Enabling enhanced controls on the video will become a must-have feature: for example, use multiple reference links to the video in order to skip to specific parts by clicking on some keywords or on some part of the description of this video. The <video> element of HTML5 enable the following functionalities:

Video basic control (play, pause, forward, backward)
Video advanced control (fast forward, jump to location…)
Video characteristic retrieval (length, dimensions…)
Video display control (size, quality, sound level…)
Video display advanced management (video as background, transparency, clipping videos…)

Those functionalities should be accessible either directly from html (at least for the most “common” functionalities) or through javascript.

Video Tagging

Video Tagging links video sharing and video searching. Tagging is a well known web tool and could be adapted to video by taking into account the temporal axis: (a user could set tags for some portions of the content, not the whole content). This leads to have new types of tags, tags that are not only dedicated to retrieve content, but that also enable the access to a specific part of the content. For example, the SMIL2.0 “metadata” attribute could be used for, dividing a video into sections, each section being described in RDF and DublinCore. This description could contain a start time and an end time in order to be directly accessible. “skip” functionality into SMIL would then enable to start the video at the desired time. Automatic tag generation may also be possible if the video stream contains metadata information. Then, when uploading a video, text description could be immediately available for update/improvement.

Video Searching

Before viewing a video, a user needs to access it. If the user does not have the direct video URI, he must use a search engine. However, currently a search engine can only extract very few information from the video itself (as it is the case with most images). Therefore, video needs to be enhanced with metadata describing their content. Those metadata includes:

Information about the video makers (actors, technical staff…). This answers the search “video staring Monica Belluci”.
Information about the video content (subject, type of film…). This answers the search “video about mystery”.
Detailed information about each sequence in the video (sequence name, sequence subject, actors, sub-titles, dialogs…). This answers the search “sequence of the video where the suspect dies”.

For many “commercial” videos, part of those metadata already exists on the Web. For example, information about the video makers is already described in pages linked to each film. For all videos, part of those metadata is present directly in the video, but in non-textual form. For example, the dialogs are contained in the video, but as an audio component. Links to video components already exist. Interoperable web links from video components would add a significant benefit to video searching.

Video anywhere

The web page embedding video should also be compliant with devices heterogeneity. To guarantee the success of video on the Web, mobile users should not have to wait too long when accessing a web page with video. The web server needs in fact to consider device capabilities. Since CC/PP profiles are described in RDF, we can imagine tagging the video content using CC/PP profiles in order to check compliance between a content and a client device. Negotiation between client and server could also leverage on HTTP negotiation features. Information on the video format in use and scalability properties could fall in these specific tags.

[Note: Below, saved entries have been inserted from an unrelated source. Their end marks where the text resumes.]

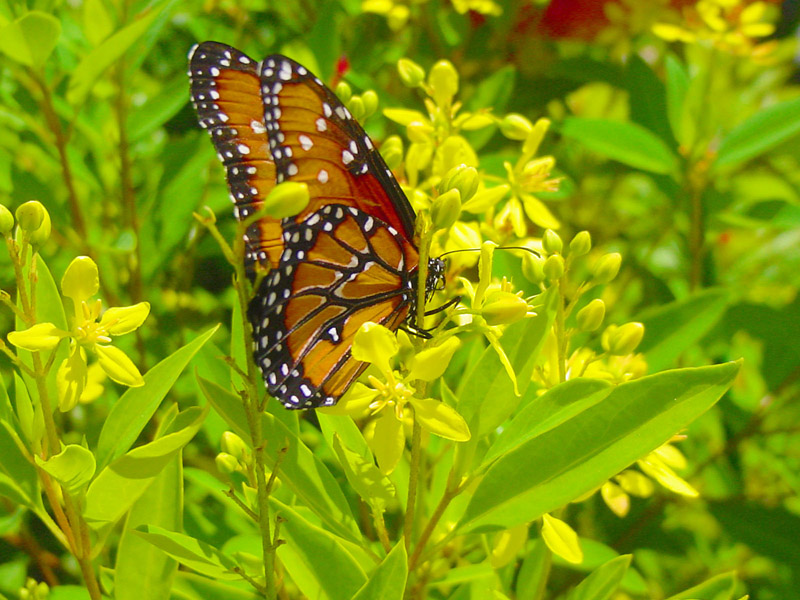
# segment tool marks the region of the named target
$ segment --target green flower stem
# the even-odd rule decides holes
[[[225,490],[225,495],[233,500],[234,504],[236,504],[236,506],[238,506],[244,514],[246,514],[255,523],[258,523],[258,515],[254,513],[250,507],[247,506],[247,504],[239,500],[239,496],[236,495],[236,492],[232,487]]]
[[[413,408],[412,408],[413,410]],[[406,552],[411,548],[411,535],[414,530],[414,515],[417,508],[417,484],[419,482],[420,445],[422,444],[422,426],[414,414],[414,429],[411,434],[411,471],[408,475],[408,501],[403,521],[403,538]]]
[[[78,238],[85,241],[88,239],[86,234],[86,222],[83,219],[80,202],[78,202],[78,194],[75,192],[75,182],[72,176],[72,169],[69,166],[69,158],[67,157],[67,136],[61,128],[61,121],[53,107],[53,96],[50,93],[50,87],[41,74],[33,70],[30,71],[30,74],[41,92],[40,105],[42,113],[44,114],[47,126],[55,137],[58,158],[61,162],[61,175],[64,178],[64,185],[67,188],[67,203],[69,204],[69,210],[72,214],[72,223],[75,226],[75,231],[78,233]]]
[[[436,505],[436,508],[434,509],[430,520],[428,521],[428,524],[425,525],[425,529],[419,536],[419,540],[417,540],[417,544],[416,546],[414,546],[414,552],[408,559],[409,572],[413,571],[416,568],[417,563],[419,562],[420,555],[422,554],[422,551],[425,549],[425,546],[427,545],[428,540],[433,534],[434,529],[436,529],[436,525],[439,524],[439,520],[442,518],[442,515],[444,515],[444,511],[447,510],[447,507],[450,506],[450,502],[452,502],[453,499],[456,496],[458,496],[458,494],[461,492],[463,488],[463,486],[460,485],[455,485],[455,486],[453,485],[453,478],[454,478],[453,476],[454,476],[454,471],[451,469],[450,475],[448,475],[447,477],[447,485],[445,486],[444,494],[442,495],[442,498],[439,500],[439,504]]]
[[[212,223],[213,225],[213,223]],[[209,228],[214,235],[216,227]],[[216,232],[219,235],[219,232]],[[250,296],[250,289],[247,277],[244,272],[244,226],[239,223],[236,231],[236,241],[233,245],[233,255],[238,260],[232,263],[236,277],[236,292],[239,298],[239,308],[242,314],[243,335],[245,348],[249,348],[253,332],[247,320],[247,302]],[[268,600],[276,598],[275,588],[275,549],[277,540],[274,540],[271,533],[269,521],[269,494],[274,482],[274,475],[277,470],[272,470],[269,484],[266,478],[266,463],[264,461],[264,443],[262,441],[261,429],[261,407],[258,401],[258,371],[253,362],[252,353],[248,352],[247,358],[247,378],[245,379],[246,390],[244,393],[244,412],[247,417],[247,426],[250,430],[250,446],[253,448],[253,460],[255,461],[256,472],[256,492],[258,496],[258,526],[261,530],[261,549],[264,555],[264,596]],[[278,457],[280,460],[280,457]]]
[[[50,475],[38,467],[36,471],[39,473],[39,481],[42,483],[42,489],[44,490],[45,496],[47,496],[47,501],[50,503],[50,507],[53,509],[53,514],[56,518],[56,531],[58,532],[56,537],[65,548],[72,554],[75,554],[75,537],[72,534],[72,527],[69,524],[67,515],[64,514],[64,510],[61,508],[58,495],[53,487],[53,480],[50,479]],[[50,530],[53,530],[52,527],[50,527]]]
[[[556,308],[555,328],[556,328],[556,351],[558,353],[558,381],[563,383],[567,380],[567,335],[564,327],[564,278],[558,280],[558,306]]]
[[[384,551],[388,554],[392,549],[392,542],[389,540],[389,532],[386,531],[386,521],[383,520],[383,511],[373,508],[372,520],[375,523],[375,531],[378,532],[378,539]]]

Video for everyone (accessibility)

When integrating video into the Web, the accessibility problem must be kept in mind. The main question is help disabled users get the best possible experience from the video, or at least to prevent denying him access to the information contained in the video enhanced Web page. Among the accessibility features are:

Sub-titles for hearing-impaired users.
Scene description for visually-impaired users.
Compatibility with devices and technologies used by disabled users (eg: a video must not prevent a visually-impaired user to listen to text-to-speech transformation of the Web page).

Video Authoring

In order to later share his video, a user may add metadata information or tags to his videos directly from his camera or mobile phone. Common vocabulary for metadata has to be used at both user and web site sides. The vocabulary description could be downloaded from the favorite web site of the user onto his device.

Conclusion

As devices are getting more powerful, are embedding more and more functionalities and are providing continuous connectivity, users want to share live content with their friends and relatives.

It should be a goal for the W3C to promote the technologies through guidelines and standards that enable developers and users to create enriched content and to facilitate its sharing/retrieval.